Cette bienveillance et cette intelligence sont indispensables quand on se met sur le chemin du changement.

Réciproquement, osons reconnaître que nous, Occidentaux pressés du 21e siècle, sommes peu raisonnables, et cela peut expliquer nos difficultés à simplement réduire notre consommation de sucreries (je ne parle même pas évidemment de nous faire moines dans le désert !).

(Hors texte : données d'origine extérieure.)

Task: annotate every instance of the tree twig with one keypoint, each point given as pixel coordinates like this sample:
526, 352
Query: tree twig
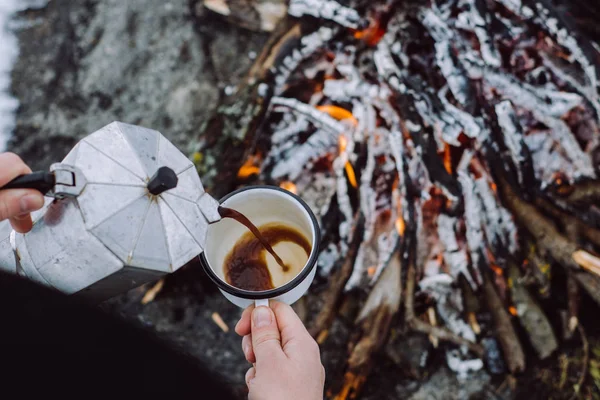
331, 298
423, 327
505, 332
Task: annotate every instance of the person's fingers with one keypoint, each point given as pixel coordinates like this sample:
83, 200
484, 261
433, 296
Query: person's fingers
19, 202
266, 340
291, 327
250, 374
248, 349
22, 223
243, 326
11, 166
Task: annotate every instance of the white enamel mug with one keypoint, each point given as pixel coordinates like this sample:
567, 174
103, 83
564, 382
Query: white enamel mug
261, 205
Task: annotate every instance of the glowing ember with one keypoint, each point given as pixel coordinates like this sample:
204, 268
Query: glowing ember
496, 269
250, 167
343, 143
338, 113
447, 158
289, 186
371, 271
351, 175
372, 35
400, 226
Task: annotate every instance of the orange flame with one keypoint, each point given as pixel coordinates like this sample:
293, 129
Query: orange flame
343, 143
289, 186
447, 158
250, 167
371, 271
351, 175
496, 269
338, 113
400, 226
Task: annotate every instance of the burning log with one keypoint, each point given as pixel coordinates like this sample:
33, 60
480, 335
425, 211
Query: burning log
419, 326
547, 236
373, 323
505, 332
531, 316
332, 296
450, 123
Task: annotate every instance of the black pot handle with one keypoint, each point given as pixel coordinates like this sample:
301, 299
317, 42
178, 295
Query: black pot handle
41, 180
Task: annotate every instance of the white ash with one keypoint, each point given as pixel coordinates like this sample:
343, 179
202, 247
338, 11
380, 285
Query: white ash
386, 245
317, 189
292, 129
541, 100
327, 260
498, 224
512, 133
325, 9
568, 41
343, 201
309, 44
300, 157
446, 61
367, 193
386, 66
563, 135
471, 126
474, 21
455, 258
512, 5
315, 116
547, 159
343, 89
589, 92
448, 303
473, 210
462, 366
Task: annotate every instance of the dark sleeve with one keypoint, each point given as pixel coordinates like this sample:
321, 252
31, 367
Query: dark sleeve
52, 344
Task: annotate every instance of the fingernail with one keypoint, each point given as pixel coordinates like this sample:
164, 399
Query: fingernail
262, 317
30, 203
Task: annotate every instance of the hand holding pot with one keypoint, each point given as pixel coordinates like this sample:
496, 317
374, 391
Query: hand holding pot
16, 204
286, 359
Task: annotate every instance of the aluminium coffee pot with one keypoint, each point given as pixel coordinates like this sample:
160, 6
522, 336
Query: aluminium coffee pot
123, 208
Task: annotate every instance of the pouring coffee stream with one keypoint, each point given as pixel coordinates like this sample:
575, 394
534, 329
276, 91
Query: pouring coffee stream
242, 219
123, 208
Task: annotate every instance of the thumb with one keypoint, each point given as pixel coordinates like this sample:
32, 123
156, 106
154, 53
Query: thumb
266, 340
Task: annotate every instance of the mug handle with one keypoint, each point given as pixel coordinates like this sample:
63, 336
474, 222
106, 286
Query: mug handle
261, 302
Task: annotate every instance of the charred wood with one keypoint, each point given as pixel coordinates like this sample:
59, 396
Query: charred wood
333, 295
505, 332
531, 316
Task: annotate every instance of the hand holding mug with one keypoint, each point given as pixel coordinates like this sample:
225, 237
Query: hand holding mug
17, 204
286, 359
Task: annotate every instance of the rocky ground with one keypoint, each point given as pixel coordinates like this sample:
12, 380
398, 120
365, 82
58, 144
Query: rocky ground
163, 65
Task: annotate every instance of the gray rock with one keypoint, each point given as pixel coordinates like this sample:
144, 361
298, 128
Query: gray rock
85, 64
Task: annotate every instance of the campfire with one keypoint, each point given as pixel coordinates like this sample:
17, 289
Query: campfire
450, 151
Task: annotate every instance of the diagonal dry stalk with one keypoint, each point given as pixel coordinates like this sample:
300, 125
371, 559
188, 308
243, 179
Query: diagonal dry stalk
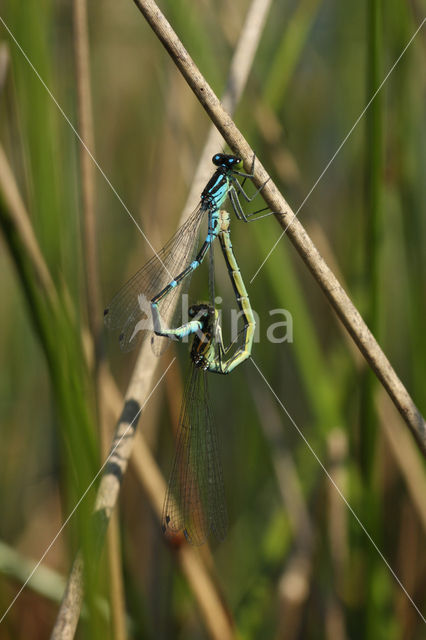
328, 282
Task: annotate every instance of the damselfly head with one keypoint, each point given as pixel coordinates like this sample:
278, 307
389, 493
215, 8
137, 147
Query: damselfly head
225, 160
201, 311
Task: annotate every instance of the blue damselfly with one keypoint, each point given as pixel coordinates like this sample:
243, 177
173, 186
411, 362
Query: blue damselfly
159, 280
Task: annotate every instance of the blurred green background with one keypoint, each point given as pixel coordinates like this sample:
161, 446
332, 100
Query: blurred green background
295, 563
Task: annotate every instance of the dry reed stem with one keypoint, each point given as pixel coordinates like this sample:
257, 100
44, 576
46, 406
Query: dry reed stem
335, 293
401, 445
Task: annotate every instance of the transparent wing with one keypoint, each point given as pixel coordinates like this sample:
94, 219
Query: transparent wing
195, 498
130, 309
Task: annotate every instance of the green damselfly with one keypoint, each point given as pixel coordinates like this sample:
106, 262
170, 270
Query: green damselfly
195, 498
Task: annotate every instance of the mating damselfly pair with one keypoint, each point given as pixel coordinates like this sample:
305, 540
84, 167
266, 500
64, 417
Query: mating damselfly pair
194, 501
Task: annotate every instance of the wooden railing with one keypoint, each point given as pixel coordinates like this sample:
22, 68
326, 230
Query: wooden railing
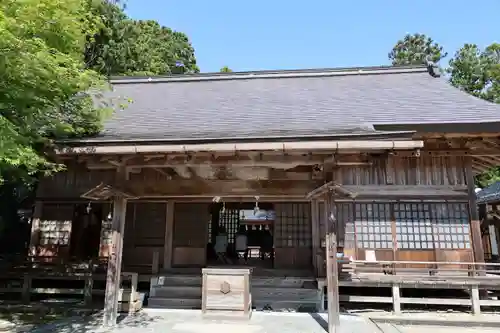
477, 278
423, 269
18, 275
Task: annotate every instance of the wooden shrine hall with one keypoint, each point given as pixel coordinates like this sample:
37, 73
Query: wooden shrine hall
397, 148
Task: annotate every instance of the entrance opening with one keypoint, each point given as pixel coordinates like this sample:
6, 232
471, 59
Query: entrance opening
86, 232
241, 234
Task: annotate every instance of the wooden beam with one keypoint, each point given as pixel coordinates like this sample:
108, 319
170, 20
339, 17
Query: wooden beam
408, 190
113, 275
211, 188
330, 187
486, 160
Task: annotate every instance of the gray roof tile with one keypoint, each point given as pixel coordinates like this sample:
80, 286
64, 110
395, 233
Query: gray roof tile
294, 103
490, 193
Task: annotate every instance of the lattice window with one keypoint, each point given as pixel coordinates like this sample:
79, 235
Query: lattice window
293, 225
413, 225
150, 224
230, 220
344, 215
451, 225
373, 225
55, 224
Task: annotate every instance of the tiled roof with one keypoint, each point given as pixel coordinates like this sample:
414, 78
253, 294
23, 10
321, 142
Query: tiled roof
489, 194
298, 103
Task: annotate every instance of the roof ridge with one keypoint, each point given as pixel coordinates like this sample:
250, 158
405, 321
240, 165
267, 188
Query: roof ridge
268, 74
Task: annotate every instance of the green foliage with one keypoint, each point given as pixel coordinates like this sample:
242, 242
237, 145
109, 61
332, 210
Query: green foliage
43, 77
416, 49
124, 46
477, 71
489, 177
226, 69
472, 70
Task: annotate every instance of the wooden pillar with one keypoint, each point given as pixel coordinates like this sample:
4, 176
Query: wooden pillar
332, 276
316, 239
169, 234
35, 228
475, 223
115, 258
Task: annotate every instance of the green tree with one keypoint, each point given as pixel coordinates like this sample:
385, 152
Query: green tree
124, 46
43, 77
416, 49
226, 69
477, 71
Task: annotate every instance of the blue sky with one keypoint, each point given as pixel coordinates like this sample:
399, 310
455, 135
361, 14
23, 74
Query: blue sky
278, 34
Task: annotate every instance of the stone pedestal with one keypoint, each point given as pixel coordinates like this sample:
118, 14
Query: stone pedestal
227, 292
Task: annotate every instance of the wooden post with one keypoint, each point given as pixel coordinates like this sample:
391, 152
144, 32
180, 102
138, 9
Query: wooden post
475, 223
35, 228
332, 276
475, 300
396, 299
115, 258
169, 232
89, 283
316, 241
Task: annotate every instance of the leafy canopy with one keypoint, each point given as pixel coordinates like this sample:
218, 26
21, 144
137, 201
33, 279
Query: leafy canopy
43, 77
124, 46
225, 69
416, 49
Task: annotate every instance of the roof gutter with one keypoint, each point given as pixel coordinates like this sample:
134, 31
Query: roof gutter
242, 147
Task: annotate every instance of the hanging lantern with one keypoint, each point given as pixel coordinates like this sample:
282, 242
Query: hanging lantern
256, 208
110, 216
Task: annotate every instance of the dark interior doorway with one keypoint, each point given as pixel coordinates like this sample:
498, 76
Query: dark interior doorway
233, 219
86, 231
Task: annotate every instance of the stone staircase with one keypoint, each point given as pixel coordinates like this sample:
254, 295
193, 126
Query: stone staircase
274, 293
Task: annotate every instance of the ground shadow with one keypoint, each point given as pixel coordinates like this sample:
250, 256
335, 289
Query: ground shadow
36, 319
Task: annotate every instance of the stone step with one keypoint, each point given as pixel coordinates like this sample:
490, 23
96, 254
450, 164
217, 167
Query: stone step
190, 292
174, 303
279, 282
281, 294
193, 292
288, 306
259, 305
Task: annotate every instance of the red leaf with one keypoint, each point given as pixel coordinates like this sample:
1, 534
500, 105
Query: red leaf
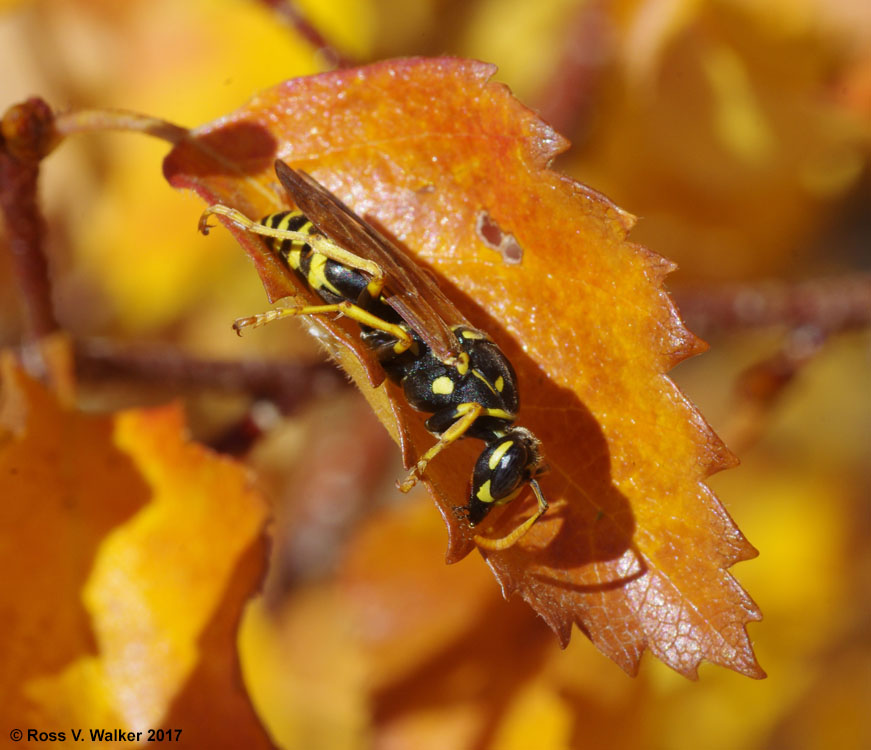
635, 547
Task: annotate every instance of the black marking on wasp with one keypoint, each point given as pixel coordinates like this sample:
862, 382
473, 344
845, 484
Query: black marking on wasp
423, 342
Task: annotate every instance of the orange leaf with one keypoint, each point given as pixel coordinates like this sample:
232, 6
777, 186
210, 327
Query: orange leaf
635, 546
129, 553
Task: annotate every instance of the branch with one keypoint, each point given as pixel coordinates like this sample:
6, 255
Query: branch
287, 11
829, 305
27, 135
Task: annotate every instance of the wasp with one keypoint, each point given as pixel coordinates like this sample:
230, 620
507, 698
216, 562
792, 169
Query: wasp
445, 367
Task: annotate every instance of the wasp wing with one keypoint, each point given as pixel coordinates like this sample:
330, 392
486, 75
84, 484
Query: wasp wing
408, 288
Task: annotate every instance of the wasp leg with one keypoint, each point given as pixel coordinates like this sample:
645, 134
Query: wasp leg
317, 242
403, 338
470, 412
508, 540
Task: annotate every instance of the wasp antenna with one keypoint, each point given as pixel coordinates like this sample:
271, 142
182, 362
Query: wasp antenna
495, 545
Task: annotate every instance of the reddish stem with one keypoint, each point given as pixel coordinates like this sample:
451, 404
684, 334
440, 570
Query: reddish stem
288, 12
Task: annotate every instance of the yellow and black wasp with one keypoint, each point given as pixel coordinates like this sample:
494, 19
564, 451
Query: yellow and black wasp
445, 367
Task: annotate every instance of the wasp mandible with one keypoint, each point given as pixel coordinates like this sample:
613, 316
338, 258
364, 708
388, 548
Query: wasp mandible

Le sociologue français Jean Baudrillard faisait remarquer dans son célèbre livre, « La société de consommation » (1970), que nous sommes à une époque qui adore torturer notre corps, surtout depuis qu’il a été faussement libéré.

Nous sommes soumis en permanence à des slogans, des images pour provoquer en nous le désir de nous conformer à certains modèles de beauté. Ces désirs étant aussi irrépressibles qu’irréalistes, les gens n’hésitent plus à s’infliger des régimes punitifs, à porter des accoutrements absurdes, voire à passer sur la table d’opération, pour se rapprocher de ces modèles, de façon bien sûr illusoire.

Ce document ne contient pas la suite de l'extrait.